Csmith 2.1 Released


We’ve released version 2.1 of Csmith, our random C program generator that is useful for finding bugs in compilers and other tools that process C code. The total number of compiler bugs found and reported due to Csmith is now more than 400. All Csmith users should strongly consider upgrading.

New features in this release — all implemented by Xuejun Yang — include:

  • By default, functions and global variables are marked as “static,” permitting compilers to optimize more aggressively in some cases.
  • We now try harder to get auto-vectorizers and other loop optimizers in trouble by generating code that is more idiomatic and therefore more likely to be optimized. In particular, array indices are in-bounds by construction instead of by using % operators.
  • Unions are supported. Generating interesting but conforming uses of unions was not as easy as we’d have hoped.
  • The comma operator is supported, as in x = (y, 1, z, 3).
  • Embedded assignments are supported, as in x = 1 + (y = z).
  • The pre/post increment/decrement operators are supported.
  • A --no-safe-math mode was added, which avoids calling the safe math wrappers. This is useful when trying to crash compilers but the resulting executables should not be run since they are very likely to have undefined behavior.

These features, other than --no-safe-math, are turned on by default. They have found quite a few new compiler bugs; the most interesting is perhaps this one.

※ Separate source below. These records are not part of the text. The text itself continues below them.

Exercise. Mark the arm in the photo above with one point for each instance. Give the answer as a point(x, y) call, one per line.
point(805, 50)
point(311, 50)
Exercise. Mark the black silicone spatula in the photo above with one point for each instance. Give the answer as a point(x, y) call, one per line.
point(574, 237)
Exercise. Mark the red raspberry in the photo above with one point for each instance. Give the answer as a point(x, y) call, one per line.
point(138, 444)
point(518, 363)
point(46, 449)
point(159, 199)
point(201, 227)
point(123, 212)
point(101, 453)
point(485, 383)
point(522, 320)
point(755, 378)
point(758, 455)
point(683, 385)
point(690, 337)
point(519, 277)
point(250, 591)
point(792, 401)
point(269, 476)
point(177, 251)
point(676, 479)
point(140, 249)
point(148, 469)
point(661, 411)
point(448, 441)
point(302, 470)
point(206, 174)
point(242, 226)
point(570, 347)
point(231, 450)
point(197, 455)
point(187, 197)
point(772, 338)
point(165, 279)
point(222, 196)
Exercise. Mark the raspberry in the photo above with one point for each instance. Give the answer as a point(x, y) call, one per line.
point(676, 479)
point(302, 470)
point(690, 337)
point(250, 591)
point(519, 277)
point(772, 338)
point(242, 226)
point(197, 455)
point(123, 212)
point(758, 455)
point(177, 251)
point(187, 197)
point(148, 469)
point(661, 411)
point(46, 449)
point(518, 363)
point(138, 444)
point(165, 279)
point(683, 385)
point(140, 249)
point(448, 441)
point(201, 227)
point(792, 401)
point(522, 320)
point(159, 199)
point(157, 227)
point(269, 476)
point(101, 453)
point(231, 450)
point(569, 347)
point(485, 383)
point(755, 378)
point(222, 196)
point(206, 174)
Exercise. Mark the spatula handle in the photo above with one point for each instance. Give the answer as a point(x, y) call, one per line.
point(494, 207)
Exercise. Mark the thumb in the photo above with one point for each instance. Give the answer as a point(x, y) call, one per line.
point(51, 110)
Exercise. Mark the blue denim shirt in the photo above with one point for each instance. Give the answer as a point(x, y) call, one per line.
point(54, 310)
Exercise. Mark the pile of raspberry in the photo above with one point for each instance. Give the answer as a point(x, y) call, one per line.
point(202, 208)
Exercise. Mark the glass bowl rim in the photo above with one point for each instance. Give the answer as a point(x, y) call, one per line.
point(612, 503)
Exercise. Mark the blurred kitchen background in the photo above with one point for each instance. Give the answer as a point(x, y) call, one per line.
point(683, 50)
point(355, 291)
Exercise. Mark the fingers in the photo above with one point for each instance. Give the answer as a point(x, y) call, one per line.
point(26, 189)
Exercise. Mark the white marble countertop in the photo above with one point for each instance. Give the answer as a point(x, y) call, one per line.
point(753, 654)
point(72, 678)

An excellent recent development is that Pascal Cuoq, one of the main Frama-C developers, has done a lot of cross-testing of Frama-C and Csmith. I’m not sure what the final score was, in terms of bugs found in Csmith vs. bugs found in Frama-C, but the virtuous cycle has increased the quality of both tools. Frama-C is totally great and I recommend it to people who are serious about writing bulletproof C code.

, ,

5 responses to “Csmith 2.1 Released”

  1. Have you guys looked at breaking graphics drivers yet? Most graphics cards support some form of OpenGL acceleration, and these days this means supporting GLSL, which is a simple C derivative. The reason this is at all interesting is that with WebGL, (a subset of) GLSL is part of the attack surface for web browsers. Break graphics drivers sufficiently bad and you can kernel panic a computer from an HTML page.

  2. Thanks for CSmith – it already found a bug in on of our LLVM back-ends, and we intend to make much use of it.

    A humble feature request: it’d be great to be able to tell CSmith to avoid by-value copies of structs in generated code. For example, things like:

    struct S res = f();

    struct S arg = res;

    g(arg);

  3. Yossi, I have added that feature to our todo list. But can you help me understand why you want it? Some limitation of your backend or target platform?

    The real answer to finding bugs in LLVM backends is to write an LLVM IR fuzzer. It’s on my TODO list.

  4. Yossi Kreinin writes:

    > A humble feature request: it’d be great to be able to tell CSmith to avoid by-value copies of structs in generated code.

    John already answered this specifically, but I wanted to add that I’ve been thinking about how to better support “dialects” in general.

    Right now, Csmith has quite a jumble of one-off options, an approach that doesn’t scale.

    I’ll note that your request isn’t just to enable or disable a particular grammar production; it is about disabling particular choices in particular contexts.